Based on the results of the present study, the consumption of ACB effectively reduces the level of TNF-α and leptin by 2.71 pg./mL and 1.59 ng/mL, respectively. The results of the double-blind, RCT study by Rosenbaum on diabetic patients showed that leptin levels decreased at the end of the intervention in both ACB and plasma groups (73). The findings of the study conducted by Li et al. involving 134 patients with T2D showed that individuals receiving a combination of ACB and insulin experienced a greater decrease in TNF-α levels compared with the group receiving insulin alone (151). The results of Mo et al.’s study on newly diagnosed T2D patients showed that intake of ACB in this group for 1 year decreased TNF-α levels, but these changes were not significant compared with the group intake of metformin (127). The use of anti-diabetic drugs by reducing inflammation can decrease the risk of developing disorders and chronic diseases. Increasing insulin resistance as a pathophysiological disorder plays a role in the development and progression of diabetes and CVDs such as arteriosclerosis and is often associated with inflammation. Hyperglycemic conditions can lead to an increase in inflammatory cytokines and an increase in the expression of their genes. Thus far, the mechanisms by which ACB consumption directly affects inflammatory factors (such as TNF-α) have not been identified. The mechanisms of its indirect role include increasing insulin sensitivity in tissues and blood glucose control (127, 152–155). The results of a study on diabetic rats showed that intake of ACB through the signals regulated the MicroRNAs in the intestine, as well as controlling the blood glucose level through the MAPK pathway reduces inflammatory factors such as TNF-α (144).

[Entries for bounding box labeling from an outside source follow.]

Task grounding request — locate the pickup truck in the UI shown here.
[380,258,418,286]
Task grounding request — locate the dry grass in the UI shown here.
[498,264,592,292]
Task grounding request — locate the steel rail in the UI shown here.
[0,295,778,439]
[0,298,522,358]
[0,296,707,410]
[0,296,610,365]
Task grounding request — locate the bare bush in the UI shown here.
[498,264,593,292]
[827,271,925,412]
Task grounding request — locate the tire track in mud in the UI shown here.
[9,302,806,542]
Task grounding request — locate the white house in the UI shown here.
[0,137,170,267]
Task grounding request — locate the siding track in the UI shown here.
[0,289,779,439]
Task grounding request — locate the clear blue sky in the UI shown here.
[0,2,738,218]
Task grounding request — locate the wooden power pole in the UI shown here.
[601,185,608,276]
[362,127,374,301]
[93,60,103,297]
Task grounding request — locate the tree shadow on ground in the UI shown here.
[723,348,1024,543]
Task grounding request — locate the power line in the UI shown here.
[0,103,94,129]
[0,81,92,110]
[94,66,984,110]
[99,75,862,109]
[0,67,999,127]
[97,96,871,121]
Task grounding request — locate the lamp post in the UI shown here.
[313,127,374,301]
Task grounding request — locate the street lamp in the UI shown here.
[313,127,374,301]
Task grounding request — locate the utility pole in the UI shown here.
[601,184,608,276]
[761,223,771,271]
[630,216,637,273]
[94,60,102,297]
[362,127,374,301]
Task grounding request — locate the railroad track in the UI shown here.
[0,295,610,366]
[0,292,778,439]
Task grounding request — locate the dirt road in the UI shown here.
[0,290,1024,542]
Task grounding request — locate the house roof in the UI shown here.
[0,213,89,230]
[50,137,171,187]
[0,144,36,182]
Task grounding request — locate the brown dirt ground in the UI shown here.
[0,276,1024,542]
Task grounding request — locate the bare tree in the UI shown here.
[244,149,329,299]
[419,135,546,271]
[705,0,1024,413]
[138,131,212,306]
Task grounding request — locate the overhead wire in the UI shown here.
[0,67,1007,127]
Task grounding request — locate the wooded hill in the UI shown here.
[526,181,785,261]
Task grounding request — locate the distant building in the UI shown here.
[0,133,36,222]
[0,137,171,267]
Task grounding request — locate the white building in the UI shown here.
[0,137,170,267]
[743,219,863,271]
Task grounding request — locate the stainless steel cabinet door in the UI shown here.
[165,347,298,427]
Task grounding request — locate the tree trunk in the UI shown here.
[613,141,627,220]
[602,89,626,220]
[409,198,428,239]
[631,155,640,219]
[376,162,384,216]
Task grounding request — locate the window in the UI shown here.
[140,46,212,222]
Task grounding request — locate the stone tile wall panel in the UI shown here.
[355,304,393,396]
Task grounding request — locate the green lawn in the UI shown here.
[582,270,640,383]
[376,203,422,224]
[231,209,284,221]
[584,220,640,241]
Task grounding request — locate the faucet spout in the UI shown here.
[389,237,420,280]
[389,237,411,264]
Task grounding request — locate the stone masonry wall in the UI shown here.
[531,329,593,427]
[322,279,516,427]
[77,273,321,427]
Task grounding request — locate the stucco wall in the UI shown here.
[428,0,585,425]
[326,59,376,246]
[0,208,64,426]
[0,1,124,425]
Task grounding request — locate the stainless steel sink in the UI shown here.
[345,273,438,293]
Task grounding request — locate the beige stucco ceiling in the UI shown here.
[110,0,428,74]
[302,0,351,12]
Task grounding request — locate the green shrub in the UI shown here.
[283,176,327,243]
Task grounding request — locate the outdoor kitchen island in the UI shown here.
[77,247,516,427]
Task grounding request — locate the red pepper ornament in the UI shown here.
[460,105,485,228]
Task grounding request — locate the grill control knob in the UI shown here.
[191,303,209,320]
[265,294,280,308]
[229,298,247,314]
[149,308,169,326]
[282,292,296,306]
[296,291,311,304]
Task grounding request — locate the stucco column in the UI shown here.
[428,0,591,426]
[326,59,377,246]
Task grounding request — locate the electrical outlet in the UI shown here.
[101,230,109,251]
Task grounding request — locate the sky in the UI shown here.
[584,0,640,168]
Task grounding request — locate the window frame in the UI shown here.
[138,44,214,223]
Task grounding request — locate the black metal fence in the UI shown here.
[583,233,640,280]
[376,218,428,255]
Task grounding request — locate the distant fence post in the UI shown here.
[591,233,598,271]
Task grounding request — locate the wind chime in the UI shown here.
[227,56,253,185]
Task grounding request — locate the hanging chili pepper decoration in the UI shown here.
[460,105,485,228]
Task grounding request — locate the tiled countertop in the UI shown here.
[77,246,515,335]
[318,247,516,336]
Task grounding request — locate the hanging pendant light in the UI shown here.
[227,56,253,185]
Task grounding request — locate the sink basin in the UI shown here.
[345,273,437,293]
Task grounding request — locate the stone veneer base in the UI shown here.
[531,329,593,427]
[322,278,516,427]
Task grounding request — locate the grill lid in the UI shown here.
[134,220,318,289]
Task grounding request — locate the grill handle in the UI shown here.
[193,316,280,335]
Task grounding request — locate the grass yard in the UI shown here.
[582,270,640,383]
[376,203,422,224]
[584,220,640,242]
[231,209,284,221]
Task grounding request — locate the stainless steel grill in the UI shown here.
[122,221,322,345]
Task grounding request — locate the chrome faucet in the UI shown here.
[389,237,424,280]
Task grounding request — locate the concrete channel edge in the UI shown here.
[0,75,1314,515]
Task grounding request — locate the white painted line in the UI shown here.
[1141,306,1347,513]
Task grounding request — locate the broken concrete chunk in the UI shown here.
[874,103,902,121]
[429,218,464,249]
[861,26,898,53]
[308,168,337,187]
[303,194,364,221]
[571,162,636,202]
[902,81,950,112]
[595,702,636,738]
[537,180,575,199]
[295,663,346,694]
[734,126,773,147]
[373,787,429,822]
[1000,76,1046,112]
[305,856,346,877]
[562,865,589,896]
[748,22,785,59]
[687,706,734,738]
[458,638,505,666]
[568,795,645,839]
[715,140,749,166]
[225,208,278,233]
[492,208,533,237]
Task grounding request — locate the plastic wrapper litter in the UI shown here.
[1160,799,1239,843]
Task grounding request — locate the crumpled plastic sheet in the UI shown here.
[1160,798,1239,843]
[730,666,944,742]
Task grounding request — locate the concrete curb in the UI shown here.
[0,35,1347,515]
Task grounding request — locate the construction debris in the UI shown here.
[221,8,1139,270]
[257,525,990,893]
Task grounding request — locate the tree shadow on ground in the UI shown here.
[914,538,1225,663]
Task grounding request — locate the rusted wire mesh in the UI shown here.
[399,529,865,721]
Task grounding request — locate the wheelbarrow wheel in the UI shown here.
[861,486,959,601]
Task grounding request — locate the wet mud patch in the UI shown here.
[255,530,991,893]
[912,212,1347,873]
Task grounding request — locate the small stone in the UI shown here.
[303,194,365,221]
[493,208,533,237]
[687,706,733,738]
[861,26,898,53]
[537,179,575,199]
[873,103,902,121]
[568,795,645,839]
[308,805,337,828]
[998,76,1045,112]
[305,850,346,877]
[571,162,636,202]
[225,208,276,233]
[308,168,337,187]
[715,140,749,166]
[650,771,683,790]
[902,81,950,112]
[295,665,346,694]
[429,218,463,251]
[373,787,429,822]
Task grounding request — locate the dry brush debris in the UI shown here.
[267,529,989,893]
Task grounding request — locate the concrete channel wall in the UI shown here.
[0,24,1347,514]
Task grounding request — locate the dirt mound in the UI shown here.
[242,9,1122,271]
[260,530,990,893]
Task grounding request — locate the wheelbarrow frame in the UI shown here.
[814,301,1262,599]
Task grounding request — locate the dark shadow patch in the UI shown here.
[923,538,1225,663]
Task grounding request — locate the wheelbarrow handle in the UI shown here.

The microbiota of the intestine is associated with chronic disorders such as obesity and inflammation (156). The protective efficacy of ACB versus cardiovascular disease can be due to the moderate growth of gut microbiota and inflammatory markers (157). ACB makes more SCFAs production in the intestine and stimulates potassium flow through binding to FFAR2 and GPR109A in intestinal cells, followed by hyperpolarization and activation of protein NLRP3 and release of IL-18, thus maintaining the integrity and repair of the intestinal barrier (158). Other mechanisms that play a role in reducing inflammation by SCFAs include inhibition of histone deacetylase and NF-kB in macrophages by butyrate, diminishing pro-inflammatory chemokines in dendritic cells (CXCL11, CXCL10, CXCL9, and CCL5), inhibition of cytokines induced by liposaccharides such as IL-6, and reducing PH to prevent the growth of harmful microorganisms (159–163). ACB can have immune suppressive effects through modulating the production of T helper 1 (Th1) and T helper 2 (Th2) (164). Insulin resistance in adipose tissue can cause inflammation and thus increase the agglomeration of pro-inflammatory macrophages. It can also activate pro-inflammatory macrophages through the generation of the monocyte chemoattractant protein-1 (MCP1). In visceral adipose tissue from obese individuals, insulin resistance is associated with decreased insulin/mTORC2 signaling and increased MCP1 generation. Therefore, it seems likely that ACB can be effective in reducing the level of cytokines by improving insulin sensitivity (165). Fat hypertrophy, which occurs due to increased fat accumulation, can activate pro-inflammatory pathways such as NF-kB, which results in increased production of pro-inflammatory adipokines (166, 167). Inflammation caused by obesity can be caused by the increase in energy intake, which causes morphological and metabolic variations to appear in adipose tissue (168). TNF-α is secreted by fat tissue cells and TNF-α mRNA is associated with hyperinsulinemia. Since ACB is effective in reducing weight by preventing the storing of fats, controlling appetite (169), and decrement of energy intake (170), it can be effective in reducing the levels of TNF-α secreted from fat tissue.
The present systematic review and meta-analysis indicated that there were no significant effects between intake of ACB with ALP, AST, and ALT enzymes in T2D, T1D, and IGT patients. In double-blind RCT by Gentile et al. on 52 patients treated with 300 mg/day ACB, results have shown that there was no significant effect between intake of ACB with AST and ALT (69). ACB may have hepatic and cardiovascular safety, according to nationwide population-based longitudinal research in 32,531 T2D patients with end-stage renal disease (ESRD) who were identified from Taiwan’s National Health Insurance Research Database in 2000–2012 and followed up until 2013 (171). But some clinical trials have revealed the liver damage linked to the use of ACB in the general population with T2D, including asymptomatic increases of liver transaminases and jaundice (48, 172) and even in some case series studies (173–175). A recent meta-analysis of clinical trials found that there may be a dose–response relationship between the risk of hepatotoxicity and the use of glucosidase inhibitors (176). In these studies, it is worth noting that only laboratory measurements were reported as surrogate indicators, and no clinically significant liver damage events were observed. However, despite these findings, the underlying mechanism that would explain this result remains unclear. Further research is needed to better understand the potential effects of ACB on liver health and to elucidate the mechanisms involved.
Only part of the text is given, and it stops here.